Popular methods in this regard are least mean square (LMS or also NMLS). The transfer function of the signal processing 3 can also be ascertained from internal parameters of the signal processing 3 directly without approximation methods. This is particularly simple when the feedback suppression unit 6 is integrated in the signal processing 3.
The estimation methods, such as LMS, accomplish this by processing a limited number of samples of the audio signals so as first to limit the signal delay, since an estimate cannot be computed until the samples are available in the memory, of course. Second, the need for computation power also increases, since the number of computation operations also rises with the number of samples. Therefore, in step 10, the estimation is performed only for a first section of a signal response with N samples, where N can be equal to a number of 10, 20, 50, 100, 500 or also intermediate powers of two, for example.
In a step S20, a power of a feedback signal from a second transfer function of the feedback path is estimated for a second section of the signal response, the first section and the second section being disjunct or overlapping only partially and the second section being secondary to the first section in respect of a propagation time. As already explained in relation to S10, the estimation of a signal response is in reality limited to a length of a filter that has previously been denoted by the variable N. From N samples, it is possible to determine a maximum of N mutually independent parameters. Under adverse conditions, e.g. in the case of an environment with high reflection and low attenuation, it is alternatively possible for signals that are delayed by more than N samples to have significant acoustic power and to result in feedback. In order to ensure stable operation of the hearing aid 100, it may therefore be necessary to estimate a power of the signal response also in a second section of the signal response that adjoins the first section, partially overlaps it, but is essentially disjunct or even follows it at an interval of time.

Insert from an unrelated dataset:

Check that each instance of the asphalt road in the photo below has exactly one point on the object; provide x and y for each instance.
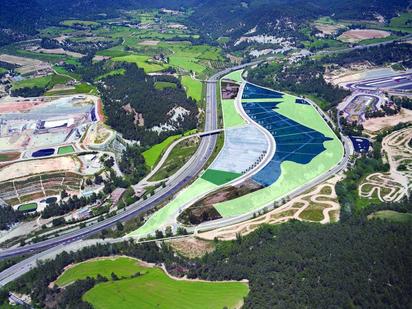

In one conceivable embodiment, this is accomplished by extrapolating the first estimated transfer function. A conceivable model in this case is that an attenuation is existent and the first transfer function is continued with an exponential drop and the power for the second section ascertained in this manner is estimated by forming square sums for extrapolated samples, for example.
Alternatively, it is possible for the determined power at the end of the first section to be taken as an output value directly and for the power to be allowed to drop exponentially.
Many other methods are conceivable that make different physical assumptions or are optimized in terms of the computation in order to estimate the power of the second section.
In a step S30, a parameter of the signal processing device and/or of the feedback suppression unit is adjusted on the basis of the estimated power.
If the power estimated in step S20 exceeds a threshold value, for example, a gain can be reduced or provided with a limit in the signal processing device. Conversely, it is also conceivable for the gain to be increased again when the estimated power falls below a threshold value.
Alternatively, it is conceivable for one or more weighting factors for parameters of the adaptive filter, for example, to be raised or lowered in the feedback suppression unit 6.
Although the invention has been illustrated and described in more detail by means of the preferred exemplary embodiment, the invention is not restricted by the disclosed examples and other variations can be derived therefrom by a person skilled in the art without departing from the scope of protection of the invention.